We want to recover the audio file that has an echo encoded into it. We know that the room, or the "echo system", has the following impulse response function: $h[n] = \delta[n] + \alpha \delta[n-t_d]$. Using this knowledge, we shall recover the original signal back! Let us assume we know that $\alpha = 0.8$ and $t_d = 0.3s$.

The frame rate (or sample rate) says how many samples were taken per second for the audio file. You will find the functions np.fft.fft and np.fft.ifft very useful. You will want to apply your transform to each chunk in the audio file to fix it.

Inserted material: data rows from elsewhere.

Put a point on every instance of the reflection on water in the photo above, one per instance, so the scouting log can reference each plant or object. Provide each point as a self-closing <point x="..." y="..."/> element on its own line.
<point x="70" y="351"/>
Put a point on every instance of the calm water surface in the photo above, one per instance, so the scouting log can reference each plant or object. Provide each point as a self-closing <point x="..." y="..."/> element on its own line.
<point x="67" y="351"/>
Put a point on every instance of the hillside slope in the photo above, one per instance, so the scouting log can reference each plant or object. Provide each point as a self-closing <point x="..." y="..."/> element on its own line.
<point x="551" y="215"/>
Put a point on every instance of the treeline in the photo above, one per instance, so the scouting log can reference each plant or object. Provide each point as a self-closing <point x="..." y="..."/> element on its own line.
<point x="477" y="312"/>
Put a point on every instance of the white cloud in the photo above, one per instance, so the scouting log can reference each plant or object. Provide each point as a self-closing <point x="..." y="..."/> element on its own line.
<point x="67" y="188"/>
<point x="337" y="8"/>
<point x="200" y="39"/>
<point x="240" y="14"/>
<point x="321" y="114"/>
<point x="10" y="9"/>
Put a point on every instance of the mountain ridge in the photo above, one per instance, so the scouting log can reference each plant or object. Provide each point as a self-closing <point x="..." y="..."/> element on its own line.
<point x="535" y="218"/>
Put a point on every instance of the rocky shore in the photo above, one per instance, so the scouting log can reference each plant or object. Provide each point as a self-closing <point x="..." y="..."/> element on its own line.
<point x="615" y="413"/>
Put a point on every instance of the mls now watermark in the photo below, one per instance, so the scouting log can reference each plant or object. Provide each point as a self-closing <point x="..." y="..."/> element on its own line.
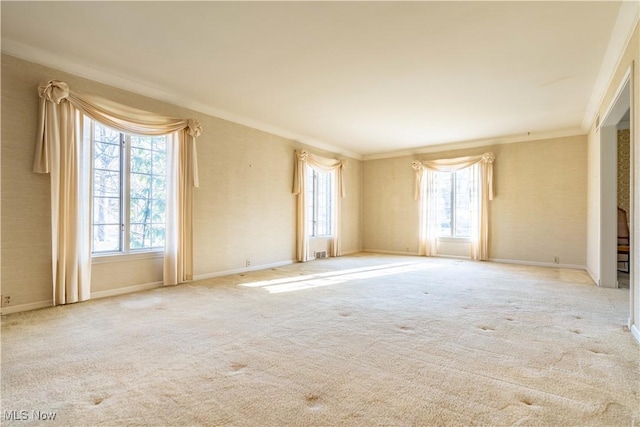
<point x="33" y="415"/>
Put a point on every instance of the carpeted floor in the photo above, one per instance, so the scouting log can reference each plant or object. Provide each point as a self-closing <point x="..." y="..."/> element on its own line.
<point x="361" y="340"/>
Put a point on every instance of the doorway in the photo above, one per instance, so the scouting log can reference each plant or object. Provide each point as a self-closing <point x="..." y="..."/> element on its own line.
<point x="616" y="187"/>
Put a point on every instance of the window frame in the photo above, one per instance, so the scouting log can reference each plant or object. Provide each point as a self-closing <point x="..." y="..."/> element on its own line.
<point x="453" y="236"/>
<point x="314" y="194"/>
<point x="124" y="250"/>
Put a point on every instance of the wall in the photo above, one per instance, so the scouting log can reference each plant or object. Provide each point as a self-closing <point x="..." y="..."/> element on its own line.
<point x="624" y="172"/>
<point x="243" y="209"/>
<point x="539" y="211"/>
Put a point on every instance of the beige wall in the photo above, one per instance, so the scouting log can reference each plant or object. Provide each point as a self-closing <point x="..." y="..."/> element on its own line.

First, let us load the audio file and listen to it.

In [None]:
(framerate, y) = wav.read('echo.wav');

delay = int(0.3 * framerate); # Time at which the second impulse occurs.
alpha = 0.8;

playAudio(y)

Pretty echo-y, correct? Let us calculate the DFT basis of the echo system. First, we'll model the impulse response.

In [None]:
h = np.zeros(y.shape)
h[0] = 1
h[delay] = alpha 

Great! Now we will calculate the DFT basis of the system response.

In [None]:
H = np.fft.fft(h) # We use the fft call without the "ortho" because we want the eigenvalues

If $X[k]$ is the spectrum of the true audio and $Y[k]$ is the spectrum of the signal that we hear (the echo), then,
$$Y[k] = H[k] \; X[k]$$
To recover $X[k]$, we simply need to somehow undo this. What can we do in the frequency domain to undo the effect of multiplying by $H[k]$ ?
We will use this fact to recover the clean audio! 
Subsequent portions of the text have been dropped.